JOSEF KLIGER
ur. 1948; Lublin
Miejsce i czas wydarzeń Lublin, PRL
Słowa kluczowe projekt W poszukiwaniu Lubliniaków, projekt W poszukiwaniu Lubliniaków. Izrael 2009, Lublin, PRL, antysemityzm, bójki, rodzice, język żydowski
Antysemityzm w okresie PRL-u
Łapano mnie tu i tam, bito mnie na pewno. To, że byłem częścią tego środowiska i bez żadnych problemów [mnie] przyjmowano, to jedno, ale dość częste też było, że gdzieś mnie tam po drodze ktoś zatrzymywał: Ty Żydzie! i chciał mnie bić. Wtenczas albo mnie bił, albo chciał mnie bić, albo ja się biłem, na tle tego, że byłem Żydem. To było, na pewno było. I ten strach, to, że trzeba uważać, i to, że moi rodzice ciągle się bali. Jak była jakaś bójka i mnie się udawało oddać komuś i coś tam mu zrobić, to przychodzili się skarżyć do moich rodziców, a oni krzyczeli na mnie – Dlaczego ty się bijesz? Ty musisz uważać! W tle pochodzenie moje cały czas było, niewątpliwie. No, nie upiększając, ja na pewno upiększam, na pewno cały czas było i nie raz, nie dwa gdzieś mnie tu łapano w rogu i tam łapano w rogu.
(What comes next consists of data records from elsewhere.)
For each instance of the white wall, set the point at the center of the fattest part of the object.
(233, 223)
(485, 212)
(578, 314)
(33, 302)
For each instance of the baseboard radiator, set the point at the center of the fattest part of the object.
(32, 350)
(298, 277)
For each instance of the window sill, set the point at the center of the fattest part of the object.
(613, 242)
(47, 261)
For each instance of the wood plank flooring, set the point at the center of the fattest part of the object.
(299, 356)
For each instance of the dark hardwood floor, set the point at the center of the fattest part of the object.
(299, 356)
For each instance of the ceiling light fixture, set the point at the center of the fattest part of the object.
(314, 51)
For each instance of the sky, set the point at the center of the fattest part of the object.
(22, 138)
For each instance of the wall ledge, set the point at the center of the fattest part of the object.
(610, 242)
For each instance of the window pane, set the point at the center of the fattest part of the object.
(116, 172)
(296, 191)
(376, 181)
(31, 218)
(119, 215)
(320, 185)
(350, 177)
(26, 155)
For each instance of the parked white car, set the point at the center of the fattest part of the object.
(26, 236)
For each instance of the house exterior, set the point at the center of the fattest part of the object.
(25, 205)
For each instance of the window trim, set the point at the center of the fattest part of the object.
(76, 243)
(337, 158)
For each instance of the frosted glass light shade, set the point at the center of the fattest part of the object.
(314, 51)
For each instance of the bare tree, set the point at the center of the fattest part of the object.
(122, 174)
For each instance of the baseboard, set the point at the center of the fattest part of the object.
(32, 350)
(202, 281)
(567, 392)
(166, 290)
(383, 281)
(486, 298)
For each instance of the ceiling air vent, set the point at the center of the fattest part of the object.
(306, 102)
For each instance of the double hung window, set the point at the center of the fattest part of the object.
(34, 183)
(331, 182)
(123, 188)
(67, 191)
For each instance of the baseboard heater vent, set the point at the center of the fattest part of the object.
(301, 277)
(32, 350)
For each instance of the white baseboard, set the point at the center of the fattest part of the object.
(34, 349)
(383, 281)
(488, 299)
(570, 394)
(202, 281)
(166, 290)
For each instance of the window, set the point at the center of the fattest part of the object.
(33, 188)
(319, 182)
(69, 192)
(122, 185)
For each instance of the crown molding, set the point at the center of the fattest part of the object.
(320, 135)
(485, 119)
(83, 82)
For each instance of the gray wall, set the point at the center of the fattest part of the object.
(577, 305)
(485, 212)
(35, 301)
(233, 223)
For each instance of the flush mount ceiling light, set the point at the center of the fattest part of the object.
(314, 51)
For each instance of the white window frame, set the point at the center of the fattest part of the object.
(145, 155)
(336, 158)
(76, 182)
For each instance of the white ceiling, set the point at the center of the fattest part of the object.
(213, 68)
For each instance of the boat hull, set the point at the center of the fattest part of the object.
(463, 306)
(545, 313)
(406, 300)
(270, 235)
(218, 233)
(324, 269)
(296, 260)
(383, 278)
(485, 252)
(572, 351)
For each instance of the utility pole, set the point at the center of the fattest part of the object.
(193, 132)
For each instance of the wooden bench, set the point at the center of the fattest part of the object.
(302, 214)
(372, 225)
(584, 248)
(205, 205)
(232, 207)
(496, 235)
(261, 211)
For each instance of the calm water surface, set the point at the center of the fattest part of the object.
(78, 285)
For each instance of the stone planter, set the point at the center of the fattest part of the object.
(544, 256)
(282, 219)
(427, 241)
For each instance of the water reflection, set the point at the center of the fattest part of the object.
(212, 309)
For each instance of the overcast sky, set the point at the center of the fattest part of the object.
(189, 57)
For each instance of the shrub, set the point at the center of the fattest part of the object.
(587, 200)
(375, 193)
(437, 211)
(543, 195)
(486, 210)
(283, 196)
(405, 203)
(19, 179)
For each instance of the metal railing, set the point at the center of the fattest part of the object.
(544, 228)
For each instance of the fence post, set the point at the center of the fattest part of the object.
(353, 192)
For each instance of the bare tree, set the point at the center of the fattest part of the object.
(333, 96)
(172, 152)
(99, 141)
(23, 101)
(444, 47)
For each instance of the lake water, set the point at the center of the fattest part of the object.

[Rodzice] chodzili po ulicach, mówili po żydowsku, nie bali się mówić po żydowsku między sobą. Oni chodzili cały czas i mówili tylko i wyłącznie po żydowsku, czy [między sobą], czy z kolegami, ze znajomymi. Nie bali się mówić na pewno. Ale na pewno też starsi byli bardziej tacy może ugodowi. Ja nie widziałem, żeby kiedykolwiek gdzieś ktoś tam na ulicy jakiemuś starszemu człowiekowi coś powiedział. [Ale ja] jako dziecko miałem z tym problem na pewno.
Data i miejsce nagrania 2009-09-11, Riszon le-Cijjon
Rozmawiał/a Tomasz Czajkowski
Transkrypcja Joanna Szczuchniak
Redakcja Justyna Molik
Prawa Copyright © Ośrodek "Brama Grodzka - Teatr NN"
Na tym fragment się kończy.